S. Korea confirms 'murder' of Kim Jong-Un’s half-brother
Issued on: Modified:
South Korea said on Wednesday it believed the half-brother of North Korean leader Kim Jong Un had been murdered, as Malaysian authorities moved the body to another hospital for an autopsy to identify the cause of death, sources told Reuters.
U.S. government sources told Reuters they believed that Kim Jong Nam, who according to Malaysian police died on Monday on his way to hospital from Kuala Lumpur International Airport, had been murdered, possibly poisoned, by North Korean agents.

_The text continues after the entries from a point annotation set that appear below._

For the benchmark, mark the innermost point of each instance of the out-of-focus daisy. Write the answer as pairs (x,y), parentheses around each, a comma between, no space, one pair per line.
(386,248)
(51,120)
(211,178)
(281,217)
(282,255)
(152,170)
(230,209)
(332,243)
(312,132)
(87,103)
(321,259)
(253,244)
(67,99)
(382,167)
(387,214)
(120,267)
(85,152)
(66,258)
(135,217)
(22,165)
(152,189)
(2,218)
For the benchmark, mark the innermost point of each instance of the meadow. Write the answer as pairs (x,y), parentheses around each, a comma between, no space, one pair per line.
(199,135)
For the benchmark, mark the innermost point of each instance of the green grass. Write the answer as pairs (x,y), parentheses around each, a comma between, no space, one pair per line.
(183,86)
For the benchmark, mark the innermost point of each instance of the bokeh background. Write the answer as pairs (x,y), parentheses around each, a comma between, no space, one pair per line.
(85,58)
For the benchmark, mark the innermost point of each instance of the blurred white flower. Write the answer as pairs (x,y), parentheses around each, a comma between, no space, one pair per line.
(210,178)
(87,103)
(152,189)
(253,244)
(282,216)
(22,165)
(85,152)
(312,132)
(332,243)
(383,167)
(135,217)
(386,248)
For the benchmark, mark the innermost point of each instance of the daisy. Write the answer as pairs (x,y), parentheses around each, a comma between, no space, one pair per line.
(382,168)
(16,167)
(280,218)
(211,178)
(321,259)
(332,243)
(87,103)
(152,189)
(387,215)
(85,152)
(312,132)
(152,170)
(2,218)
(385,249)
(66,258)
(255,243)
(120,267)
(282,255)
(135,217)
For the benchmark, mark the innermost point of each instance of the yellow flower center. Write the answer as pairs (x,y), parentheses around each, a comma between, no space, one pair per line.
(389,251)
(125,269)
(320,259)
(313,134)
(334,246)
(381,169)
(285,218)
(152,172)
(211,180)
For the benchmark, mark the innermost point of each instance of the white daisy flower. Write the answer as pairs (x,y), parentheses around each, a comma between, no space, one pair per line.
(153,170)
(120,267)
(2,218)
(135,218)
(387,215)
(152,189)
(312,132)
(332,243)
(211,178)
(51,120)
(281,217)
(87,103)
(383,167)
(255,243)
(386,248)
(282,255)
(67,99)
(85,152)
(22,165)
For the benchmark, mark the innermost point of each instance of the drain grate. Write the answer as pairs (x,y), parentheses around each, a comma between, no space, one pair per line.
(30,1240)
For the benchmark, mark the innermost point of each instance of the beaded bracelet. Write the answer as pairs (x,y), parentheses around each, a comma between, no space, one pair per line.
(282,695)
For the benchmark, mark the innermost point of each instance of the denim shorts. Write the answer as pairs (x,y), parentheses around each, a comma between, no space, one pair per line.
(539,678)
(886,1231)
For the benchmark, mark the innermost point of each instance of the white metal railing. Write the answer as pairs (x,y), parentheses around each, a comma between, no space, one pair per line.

Kim Jong Nam had spoken out publicly against his family's dynastic control of the isolated state and was estranged from the young North Korean leader.
"If the murder of Kim Jong Nam was confirmed to be committed by the North Korean regime, that would clearly depict the brutality and inhumanity of the Kim Jong Un regime," South Korean Prime Minister Hwang Kyo-ahn, the country's acting president, told a security council meeting.
South Korea is acutely sensitive to any sign of potential instability in North Korea, and is still technically in a state of war with its impoverished and nuclear-armed neighbour.
Ticket to Macau
Malaysian police said the dead man, 46, held a passport under the name Kim Chol. Kim Jong Nam was known to spend a significant amount of time outside North Korea, and has been caught in the past using forged travel documents.
Malaysian police official Fadzil Ahmat said on Tuesday the cause of Kim's death was not yet known, and that a post-mortem would be carried out.
Kim had been planning to travel to Macau on Monday when he fell ill at KLIA's low-cost terminal, Fadzil said.
South Korea's intelligence agency said Kim's family was in Macau, South Korea's Yonhap News Agency reported.
Asked during a news briefing if the murder of Kim Jong Nam was confirmed, South Korean Unification Ministry spokesman Jeong Joon-hee said: "Yes, I have said it is confirmed."
South Korea's TV Chosun, a cable-TV network, cited multiple South Korean government sources saying that Kim had been poisoned with a needle by two women believed to be North Korean operatives who fled in a taxi.
Reuters could not independently confirm those details.
The North Korean embassy in Kuala Lumpur would not speak to reporters gathered outside its gate and refused them entry.
A few cars were seen leaving the embassy. South Korea's Unification Ministry urged North Korean defectors in South Korea and abroad to be mindful of their security.